Shortly after EGFR expression was recognized as irrelevant in the management of colorectal cancer (since patients lacking EGFR expression were shown to be able to respond to cetuximab-based therapies),[1] RAS status emerged as an important biomarker in decision making regarding the use of EGFR antibodies.[2] This retrospective finding emerged from the CRYSTAL[3] and PRIME[4] studies of first-line colorectal cancer treatment that included cetuximab and panitumumab, respectively, and which had each enrolled an unselected cohort of patients with metastatic disease. Secondary analyses of both studies[3,4] showed that a virtual lack of benefit of anti-EGFR therapy was correlated with mutations at codons 12 and 13 in KRAS exon 2. However, even with enrichment for KRAS exon 2 wild-type status, the overall response rate in CRYSTAL rose to just 57.3%.[3] This spurred further analyses of other trials of first-line anti-EGFR agents (Table)[3-10] and led to a broadening of the list of activating mutations in KRAS exons that are most predictive of lack of response to these agents.[4,9]

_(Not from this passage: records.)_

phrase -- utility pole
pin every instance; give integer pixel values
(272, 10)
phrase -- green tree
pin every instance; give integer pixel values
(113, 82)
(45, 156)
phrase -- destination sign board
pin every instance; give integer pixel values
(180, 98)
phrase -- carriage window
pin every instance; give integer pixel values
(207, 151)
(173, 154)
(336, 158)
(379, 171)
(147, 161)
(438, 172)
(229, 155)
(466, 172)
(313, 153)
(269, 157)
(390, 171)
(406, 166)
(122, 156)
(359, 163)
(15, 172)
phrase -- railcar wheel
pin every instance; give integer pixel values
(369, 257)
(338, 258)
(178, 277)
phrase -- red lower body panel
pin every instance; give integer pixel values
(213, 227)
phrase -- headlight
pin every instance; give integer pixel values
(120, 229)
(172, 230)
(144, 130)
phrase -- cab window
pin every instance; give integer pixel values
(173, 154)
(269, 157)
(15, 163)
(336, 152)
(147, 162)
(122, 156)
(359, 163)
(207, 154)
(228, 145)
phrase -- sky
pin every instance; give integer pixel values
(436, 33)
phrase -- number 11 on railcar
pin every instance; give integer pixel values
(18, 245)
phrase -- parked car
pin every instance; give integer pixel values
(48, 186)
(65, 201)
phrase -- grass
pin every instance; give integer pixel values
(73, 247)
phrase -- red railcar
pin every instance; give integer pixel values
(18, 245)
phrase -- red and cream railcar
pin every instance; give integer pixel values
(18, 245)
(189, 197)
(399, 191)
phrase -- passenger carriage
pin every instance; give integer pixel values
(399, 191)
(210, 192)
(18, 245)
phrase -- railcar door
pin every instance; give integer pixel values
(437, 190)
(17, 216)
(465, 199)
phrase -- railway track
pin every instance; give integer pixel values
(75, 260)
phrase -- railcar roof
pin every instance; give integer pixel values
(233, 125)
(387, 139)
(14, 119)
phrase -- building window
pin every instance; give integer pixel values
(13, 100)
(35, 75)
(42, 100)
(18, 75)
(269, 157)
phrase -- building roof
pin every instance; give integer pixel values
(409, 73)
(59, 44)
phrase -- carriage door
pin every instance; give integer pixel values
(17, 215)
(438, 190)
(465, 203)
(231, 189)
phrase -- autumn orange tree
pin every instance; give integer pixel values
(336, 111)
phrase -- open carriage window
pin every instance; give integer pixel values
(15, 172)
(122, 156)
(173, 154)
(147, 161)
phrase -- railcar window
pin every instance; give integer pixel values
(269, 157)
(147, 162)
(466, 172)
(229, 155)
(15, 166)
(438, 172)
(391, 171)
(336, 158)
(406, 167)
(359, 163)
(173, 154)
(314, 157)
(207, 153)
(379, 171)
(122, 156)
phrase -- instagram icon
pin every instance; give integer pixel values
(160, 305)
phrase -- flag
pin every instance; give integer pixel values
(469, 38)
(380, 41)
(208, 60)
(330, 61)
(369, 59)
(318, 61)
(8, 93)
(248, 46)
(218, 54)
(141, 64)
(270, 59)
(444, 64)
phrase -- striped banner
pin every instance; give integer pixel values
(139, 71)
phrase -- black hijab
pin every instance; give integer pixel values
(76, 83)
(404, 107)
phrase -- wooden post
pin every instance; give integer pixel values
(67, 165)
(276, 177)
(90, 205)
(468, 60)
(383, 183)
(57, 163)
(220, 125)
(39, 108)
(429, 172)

Although proof is lacking that specific mutations in an individual patient absolutely preclude that patient’s ability to respond to anti-EGFR therapy, mutations in KRAS or NRAS exon 2 (at codons 12 and 13), exon 3 (at codons 59 and 61), and exon 4 (at codons 117 and 146) have generally been accepted as biomarkers that predict a lack of response to these drugs. In our practice, RAS mutations outside of these locations are not considered to be contraindications to anti-EGFR therapy, since regarding other mutations as contraindications could exclude patients from receiving potentially beneficial therapy. Similarly, patients with BRAF V600E mutations-although mutations in BRAF, KRAS, and NRAS are mutually exclusive-are also unlikely to benefit from any of the standard anti-EGFR therapy combinations. A large meta-analysis of 10 randomized trials failed to demonstrate a progression-free survival (PFS) or overall survival (OS) benefit for anti-EGFR therapy in BRAF V600E–mutant patients.[11] However, combinations of an EGFR antibody, BRAF inhibitor, and irinotecan have demonstrated activity in those patients.[12] Notably, genomic sequencing of KRAS, NRAS, and BRAF has demonstrated high mutation status concordance between the primary tumor and matched metastatic sites.[13]

Conflicting Data

The Cancer and Leukemia Group B (CALGB)/Southwest Oncology Group (SWOG) 80405 trial was a phase III study of first-line chemotherapy for metastatic colorectal cancer with either FOLFOX (folinic acid, fluorouracil [5-FU], and oxaliplatin) or FOLFIRI (folinic acid, 5-FU, and irinotecan) per the treating physician’s discretion plus either cetuximab or bevacizumab. The study found no difference in OS between the bevacizumab and cetuximab treatment arms, either in the KRAS exon 2 wild-type population or in the subset of patients with extended RAS wild-type tumors.[8] This outcome was somewhat different from the results seen in KRAS exon 2 wild-type patients in the FIRE-3 study, which showed an OS benefit of 28.7 months in patients who received chemotherapy in combination with cetuximab compared with 25 months in those treated with chemotherapy plus bevacizumab (hazard ratio [HR], 0.77; 95% CI, 0.62–0.96). An even greater survival difference was seen in patients with extended RAS wild-type tumors, with OS of 33.1 months in patients who received cetuximab vs 25.6 months in those treated with bevacizumab (HR, 0.70; 95% CI, 0.53–0.92).[14]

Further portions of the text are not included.